Nous avons testé pour un client éditeur de logiciels deux objets pour la même campagne : le premier annonçait "Nouvelle version disponible : 12 améliorations", le second "Comment gagner 30 minutes par semaine sur vos opérations". Même contenu, même liste, même heure d'envoi. Résultat : le second objet a obtenu un taux d'ouverture supérieur de 58 % au premier.
Mais pour que ce genre de test soit fiable, trois règles :
- Une seule variable par test. Si vous changez l'objet et le contenu, vous ne pourrez pas attribuer le résultat.
- Au moins 1 000 contacts par variante pour un résultat statistiquement significatif (en dessous, l'effet du hasard domine).
- Un critère de décision choisi avant le test : le taux de clic est un meilleur critère que le taux d'ouverture, car c'est le comportement le plus profond.
Ce qui marche et ce que je ne referai plus
Récapitulons, avec l'expérience à l'appui. Ce qui marche vraiment, dans l'ordre d'importance : une liste propre et segmentée avec un vrai consentement, une délivrabilité saine avec SPF/DKIM/DMARC configurés, un pré-header travaillé autant que l'objet, un contenu court orienté vers un seul objectif, et des tests réguliers qui alimentent un apprentissage continu.
Ce qui ne marche pas, et que j'ai essayé pour vous : l'achat de listes froides (désabonnement massif, plaintes spam, réputation détruite — trois problèmes impossibles à résoudre ensuite), les envois quotidiens sans valeur ajoutée (votre taux de désabonnement explose), les emails sans version mobile (plus de 60 % des ouvertures se font sur smartphone), et les objets racoleurs déconnectés du contenu.
Ce dernier point mérite votre attention : les filtres anti-spam modernes apprennent vos habitudes.

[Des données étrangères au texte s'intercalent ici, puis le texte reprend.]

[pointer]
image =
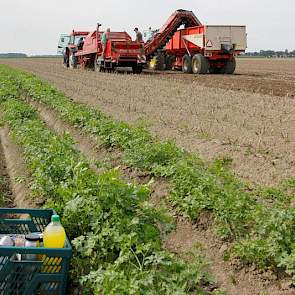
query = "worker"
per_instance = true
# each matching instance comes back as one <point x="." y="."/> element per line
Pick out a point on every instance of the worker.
<point x="138" y="35"/>
<point x="104" y="40"/>
<point x="80" y="43"/>
<point x="149" y="34"/>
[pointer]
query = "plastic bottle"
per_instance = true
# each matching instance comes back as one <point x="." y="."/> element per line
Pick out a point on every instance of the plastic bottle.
<point x="54" y="235"/>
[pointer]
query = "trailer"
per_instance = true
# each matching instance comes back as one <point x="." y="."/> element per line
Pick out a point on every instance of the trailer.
<point x="196" y="48"/>
<point x="120" y="53"/>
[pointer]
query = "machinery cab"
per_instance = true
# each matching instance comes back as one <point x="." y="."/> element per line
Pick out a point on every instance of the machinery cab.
<point x="63" y="42"/>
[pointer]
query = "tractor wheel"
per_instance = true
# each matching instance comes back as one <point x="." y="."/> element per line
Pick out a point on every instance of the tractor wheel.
<point x="160" y="66"/>
<point x="72" y="61"/>
<point x="169" y="60"/>
<point x="230" y="66"/>
<point x="98" y="67"/>
<point x="157" y="63"/>
<point x="200" y="64"/>
<point x="186" y="64"/>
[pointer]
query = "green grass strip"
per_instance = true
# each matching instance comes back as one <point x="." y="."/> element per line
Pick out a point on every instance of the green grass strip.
<point x="264" y="234"/>
<point x="118" y="247"/>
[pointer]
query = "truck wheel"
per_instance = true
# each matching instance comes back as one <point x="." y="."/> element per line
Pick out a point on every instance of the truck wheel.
<point x="169" y="60"/>
<point x="97" y="66"/>
<point x="200" y="64"/>
<point x="230" y="66"/>
<point x="157" y="63"/>
<point x="186" y="64"/>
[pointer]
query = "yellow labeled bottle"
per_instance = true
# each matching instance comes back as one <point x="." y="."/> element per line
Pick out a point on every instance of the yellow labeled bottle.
<point x="54" y="235"/>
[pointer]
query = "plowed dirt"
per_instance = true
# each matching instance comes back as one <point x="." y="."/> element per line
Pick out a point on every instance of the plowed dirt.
<point x="248" y="117"/>
<point x="5" y="192"/>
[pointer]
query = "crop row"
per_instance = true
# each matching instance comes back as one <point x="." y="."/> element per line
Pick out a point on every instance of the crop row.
<point x="113" y="228"/>
<point x="260" y="222"/>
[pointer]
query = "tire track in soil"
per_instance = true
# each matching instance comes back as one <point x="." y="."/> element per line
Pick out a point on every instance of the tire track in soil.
<point x="254" y="130"/>
<point x="230" y="275"/>
<point x="5" y="191"/>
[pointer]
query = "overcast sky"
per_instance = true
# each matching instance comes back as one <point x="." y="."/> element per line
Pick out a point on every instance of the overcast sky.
<point x="34" y="26"/>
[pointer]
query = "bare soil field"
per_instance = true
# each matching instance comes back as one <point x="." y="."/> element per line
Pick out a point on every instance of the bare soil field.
<point x="248" y="117"/>
<point x="5" y="192"/>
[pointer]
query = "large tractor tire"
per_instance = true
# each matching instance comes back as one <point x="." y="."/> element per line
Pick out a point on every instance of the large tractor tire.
<point x="157" y="63"/>
<point x="169" y="61"/>
<point x="137" y="69"/>
<point x="200" y="64"/>
<point x="98" y="67"/>
<point x="230" y="66"/>
<point x="187" y="64"/>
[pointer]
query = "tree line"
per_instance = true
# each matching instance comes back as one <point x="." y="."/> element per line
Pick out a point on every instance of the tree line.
<point x="272" y="53"/>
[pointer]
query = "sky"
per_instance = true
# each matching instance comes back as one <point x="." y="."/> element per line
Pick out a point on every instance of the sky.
<point x="34" y="26"/>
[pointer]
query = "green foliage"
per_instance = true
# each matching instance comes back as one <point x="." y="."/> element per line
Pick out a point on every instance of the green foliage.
<point x="260" y="220"/>
<point x="115" y="232"/>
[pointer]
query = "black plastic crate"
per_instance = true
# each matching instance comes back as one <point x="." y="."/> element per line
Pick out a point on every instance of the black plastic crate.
<point x="47" y="275"/>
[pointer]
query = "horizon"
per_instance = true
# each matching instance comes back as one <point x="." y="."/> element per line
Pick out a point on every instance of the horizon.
<point x="49" y="20"/>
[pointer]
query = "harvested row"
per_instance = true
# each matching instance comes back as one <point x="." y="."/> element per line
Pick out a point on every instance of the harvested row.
<point x="186" y="235"/>
<point x="238" y="215"/>
<point x="111" y="223"/>
<point x="207" y="120"/>
<point x="5" y="192"/>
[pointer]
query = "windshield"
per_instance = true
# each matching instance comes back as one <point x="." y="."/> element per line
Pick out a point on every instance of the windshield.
<point x="75" y="39"/>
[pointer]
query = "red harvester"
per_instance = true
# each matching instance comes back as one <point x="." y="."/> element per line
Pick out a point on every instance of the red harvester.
<point x="121" y="53"/>
<point x="195" y="48"/>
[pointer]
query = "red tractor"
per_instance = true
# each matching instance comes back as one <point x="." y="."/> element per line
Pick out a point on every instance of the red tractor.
<point x="195" y="48"/>
<point x="119" y="53"/>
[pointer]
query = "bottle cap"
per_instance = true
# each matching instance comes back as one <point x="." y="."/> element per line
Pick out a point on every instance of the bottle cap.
<point x="33" y="237"/>
<point x="55" y="218"/>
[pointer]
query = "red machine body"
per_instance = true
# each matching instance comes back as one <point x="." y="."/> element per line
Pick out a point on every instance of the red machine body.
<point x="72" y="47"/>
<point x="195" y="48"/>
<point x="160" y="39"/>
<point x="120" y="52"/>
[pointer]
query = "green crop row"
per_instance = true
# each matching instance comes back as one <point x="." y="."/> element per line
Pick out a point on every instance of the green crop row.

Créez un bon pré-header et un contenu cohérent avec votre objet, et vous verrez des taux de clic doubler.
Quant à la question du ROI : oui, l'emailing reste un canal rentable — c'est le seul que je conseille systématiquement aux PME avec un budget marketing limité, parce qu'il capitalise sur un actif que vous possédez, votre liste. Les canaux publicitaires louent leur audience ; vous, vous cultivez la vôtre. Et ça fait toute la différence.